Another big challenge was not pissing off Google. Usually, within a few days of winning a co-optimization project, we would get a call from someone at Google threatening to take away our API license or remove me from the Technology Council. Ironically, in every co-optimization project, despite identifying how poorly managed the paid campaigns were and identifying hundreds of thousands of dollars in waste, every single project increased paid spend to capture the missed opportunity we identified.
First, while neither tool was a huge commercial success, I have to remind myself the applications were very successful/effective, and I am very proud of them and the team that helped build them. They did more than pay for themselves, and because of them, we won a number of consulting projects and international clients we have had for many years.
We estimate that DataPrizm created over $1.5 billion in value for clients. Yes, that is Billion! One of our more significant projects identified nearly $400 million in new business opportunities, and our first commercial project identified $600k in wasted paid spend in the first week. The recommendations from the first quarter the client estimated a lifetime revenue value of over $290 million which is why they gave us a development grant to add features. They are the same ones that fired us a few months later when the board found out about how much money they had been wasting.
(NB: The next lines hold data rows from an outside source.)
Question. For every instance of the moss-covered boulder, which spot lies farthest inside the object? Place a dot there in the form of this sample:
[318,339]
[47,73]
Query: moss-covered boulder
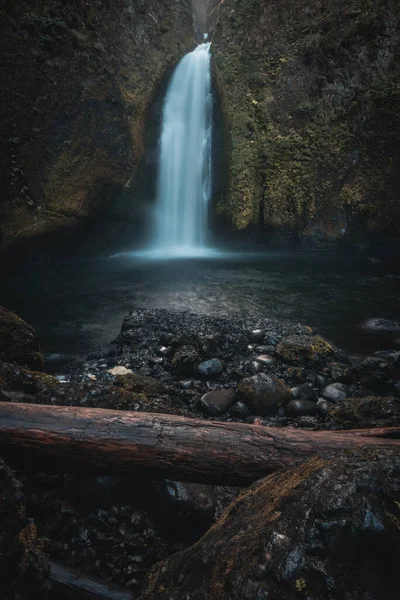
[363,413]
[328,529]
[297,348]
[264,394]
[18,341]
[23,570]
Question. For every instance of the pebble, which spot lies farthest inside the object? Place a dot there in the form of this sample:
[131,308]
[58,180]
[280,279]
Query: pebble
[239,410]
[304,392]
[210,368]
[163,351]
[217,402]
[301,408]
[335,392]
[256,336]
[266,360]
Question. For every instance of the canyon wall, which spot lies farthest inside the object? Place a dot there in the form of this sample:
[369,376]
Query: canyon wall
[76,81]
[311,96]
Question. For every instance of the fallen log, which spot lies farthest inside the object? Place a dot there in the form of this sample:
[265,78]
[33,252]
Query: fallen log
[86,585]
[117,442]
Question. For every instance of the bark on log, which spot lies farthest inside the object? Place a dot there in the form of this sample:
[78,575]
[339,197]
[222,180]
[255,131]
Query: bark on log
[117,442]
[86,585]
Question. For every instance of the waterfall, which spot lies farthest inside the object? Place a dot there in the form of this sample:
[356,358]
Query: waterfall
[184,170]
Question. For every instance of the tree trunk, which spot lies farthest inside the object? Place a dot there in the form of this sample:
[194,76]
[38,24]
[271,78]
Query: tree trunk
[86,586]
[117,442]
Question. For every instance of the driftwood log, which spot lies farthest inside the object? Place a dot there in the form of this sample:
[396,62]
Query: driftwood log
[85,585]
[117,442]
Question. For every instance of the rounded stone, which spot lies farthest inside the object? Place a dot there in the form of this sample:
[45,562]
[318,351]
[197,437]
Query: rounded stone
[335,392]
[264,394]
[304,392]
[266,360]
[239,410]
[210,368]
[301,408]
[256,336]
[217,402]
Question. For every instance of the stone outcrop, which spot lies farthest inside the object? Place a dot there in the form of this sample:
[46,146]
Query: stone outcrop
[310,93]
[327,529]
[77,79]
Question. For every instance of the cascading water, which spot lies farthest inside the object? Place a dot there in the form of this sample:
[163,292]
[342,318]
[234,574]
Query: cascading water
[184,172]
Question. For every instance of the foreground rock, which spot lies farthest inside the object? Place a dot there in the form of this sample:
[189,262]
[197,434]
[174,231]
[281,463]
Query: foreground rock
[18,341]
[264,394]
[327,529]
[362,413]
[23,570]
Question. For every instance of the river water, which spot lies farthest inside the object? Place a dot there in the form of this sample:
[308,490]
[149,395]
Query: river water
[78,308]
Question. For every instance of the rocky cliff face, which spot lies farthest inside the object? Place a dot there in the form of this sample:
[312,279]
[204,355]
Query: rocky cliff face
[311,93]
[77,78]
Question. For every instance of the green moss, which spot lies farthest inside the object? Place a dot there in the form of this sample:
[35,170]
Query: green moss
[299,99]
I am also incredibly proud of what we did for Absolut Vodka. We mined millions of phrases globally to create the Drinks Discovery Journey that helped us understand the rich opportunity of targeting the Drink Curious and pulling them into the conversion funnel. Over the past 6 years, this collaboration has resulted in 22 Search, Digital, and Data Mining awards, including, to my knowledge, the only Search Marketing Data case ever shortlisted for a Cannes Lion. I am incredibly thankful to the team for all of the experiments we did use data and linking it to the entire customer journey.